L’effort doit bien sûr porter sur les dépenses de personnel mais il n’existe pas de solution possible sans action sur les dépenses d’intervention, qui, depuis dix ans, ont au total compté pour plus de 80 % dans l’augmentation des dépenses publiques ; leur maîtrise constitue donc un enjeu majeur pour l’avenir.

Les dépenses de personnel des administrations publiques représentaient 235 milliards d’euros en 2006 et ont augmenté de 40 % depuis dix ans, en lien avec la progression des effectifs, qui a atteint 30 % dans les collectivités territoriales, 18 % dans la fonction publique hospitalière et, malgré la décentralisation, 6 % dans la fonction publique d’État. De 2005 à 2015, les employeurs publics auront été confrontés au départ à la retraite de plus d’un tiers – 36 % – des personnels titulaires.

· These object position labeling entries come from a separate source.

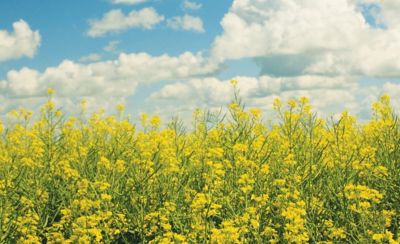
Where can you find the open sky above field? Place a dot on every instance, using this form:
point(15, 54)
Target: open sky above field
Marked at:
point(171, 56)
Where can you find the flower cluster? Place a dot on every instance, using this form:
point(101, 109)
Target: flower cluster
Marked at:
point(238, 178)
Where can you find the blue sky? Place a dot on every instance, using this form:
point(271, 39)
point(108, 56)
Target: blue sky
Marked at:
point(169, 57)
point(63, 26)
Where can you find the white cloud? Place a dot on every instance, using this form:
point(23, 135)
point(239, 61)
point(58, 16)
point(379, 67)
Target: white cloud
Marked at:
point(189, 5)
point(259, 92)
point(111, 46)
point(21, 42)
point(333, 36)
point(130, 2)
point(93, 57)
point(186, 22)
point(116, 78)
point(115, 21)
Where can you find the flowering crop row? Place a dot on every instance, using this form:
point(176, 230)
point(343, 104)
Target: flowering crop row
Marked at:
point(235, 179)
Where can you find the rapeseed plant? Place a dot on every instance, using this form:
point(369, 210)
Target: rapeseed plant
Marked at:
point(231, 179)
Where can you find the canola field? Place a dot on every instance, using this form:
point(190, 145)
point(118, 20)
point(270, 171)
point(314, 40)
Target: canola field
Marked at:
point(238, 178)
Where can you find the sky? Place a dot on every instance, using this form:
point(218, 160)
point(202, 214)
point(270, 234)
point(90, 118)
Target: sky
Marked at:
point(168, 57)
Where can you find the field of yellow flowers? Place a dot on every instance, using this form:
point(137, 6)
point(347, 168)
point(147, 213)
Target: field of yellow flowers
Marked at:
point(232, 179)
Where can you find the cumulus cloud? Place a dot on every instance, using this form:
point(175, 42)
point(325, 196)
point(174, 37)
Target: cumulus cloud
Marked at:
point(93, 57)
point(130, 2)
point(189, 5)
point(115, 21)
point(117, 78)
point(334, 36)
point(182, 97)
point(22, 41)
point(186, 22)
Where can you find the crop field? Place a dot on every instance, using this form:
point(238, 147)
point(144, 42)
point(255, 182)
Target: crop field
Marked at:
point(238, 178)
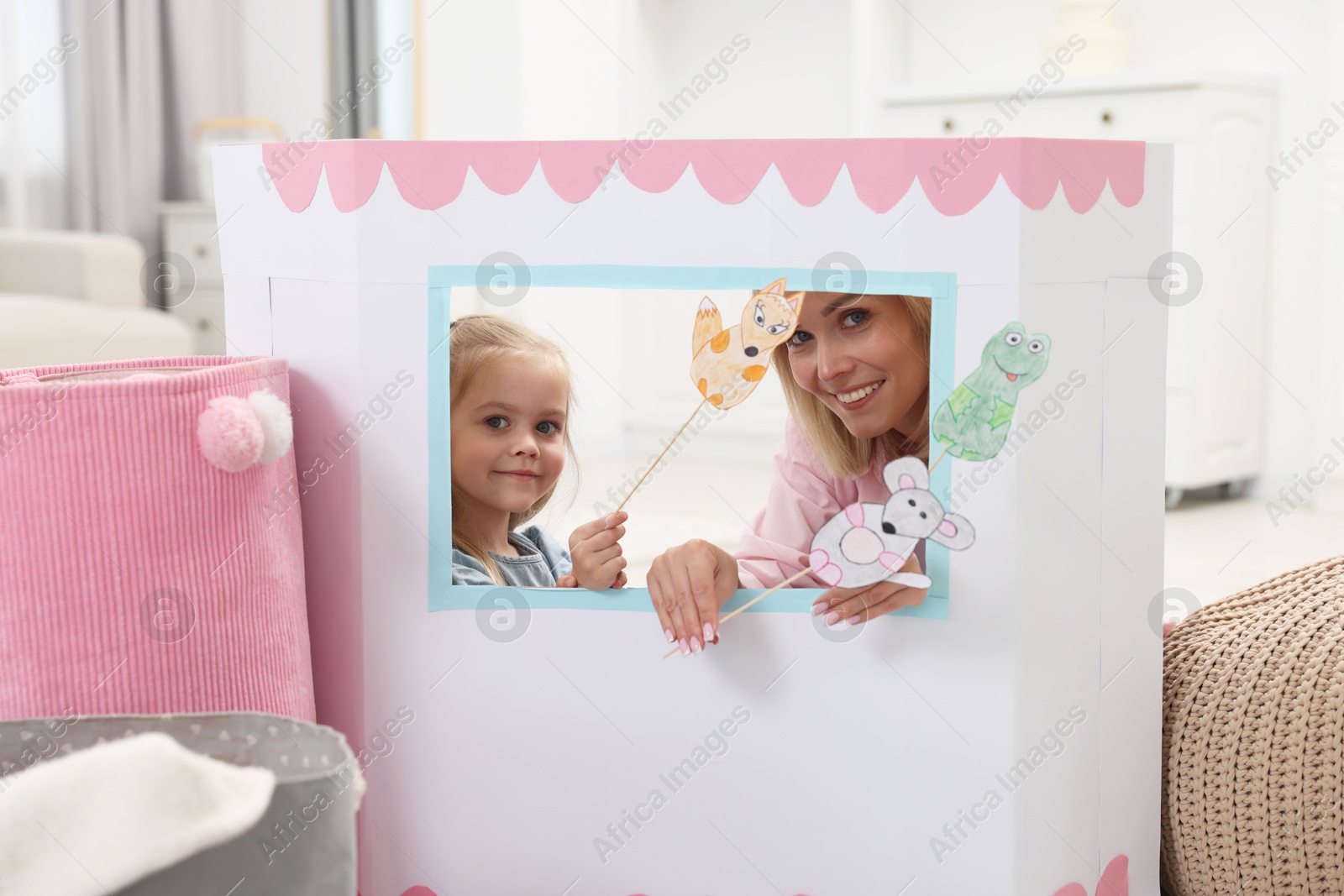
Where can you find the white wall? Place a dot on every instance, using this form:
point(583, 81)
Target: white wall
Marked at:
point(286, 49)
point(533, 69)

Ce contexte offre une occasion unique de meilleure maîtrise des dépenses de personnel. La Cour des comptes ne préconise certainement pas la réduction systématique des effectifs ou l’application uniforme d’une norme de non-remplacement des départs mais une analyse fine, en fonction des missions et des besoins de chaque administration, mais aussi des gains de productivité déjà réalisés ou à programmer.

Les dépenses d’intervention, dépenses de prestations, d’aides, de subventions et de transferts divers aux ménages, entreprises ou collectivités, représentent 420 milliards d’euros, soit plus de la moitié des dépenses publiques. Il faut y ajouter les dépenses fiscales et les exonérations de charges sociales, souvent qualifiées dans la presse économique de « niches fiscales et sociales », qui représentent près de 130 milliards d’euros, soit l’équivalent de 7 points de PIB. Les dépenses d’intervention sont extrêmement dynamiques – elles ont augmenté de 25 % en dix ans, hors dépenses fiscales, et même de 40 % pour l’État –, malgré une efficacité mal évaluée et un contrôle souvent défaillant. Souvent, elles sont insuffisamment ciblées, c’est-à-dire qu’elles ne bénéficient pas prioritairement à ceux qui en auraient le plus besoin. Tel est le cas de l’allocation personnalisée d’autonomie (APA) ou de la prime pour l’emploi. Les dispositifs d’aide s’accumulent, se superposent, sédimentent et s’enchevêtrent. La Cour des comptes a illustré ces problèmes dans les domaines des aides au logement et à l’emploi, en matière de politique de la ville ou de décentralisation. Il conviendrait à tout le moins de revoir nombre de régimes d’aide et de transfert, non pas pour remettre en cause le niveau global d’intervention et d’aide publique mais pour mieux cibler les dispositifs et remettre en cause ceux qui ne servent à rien.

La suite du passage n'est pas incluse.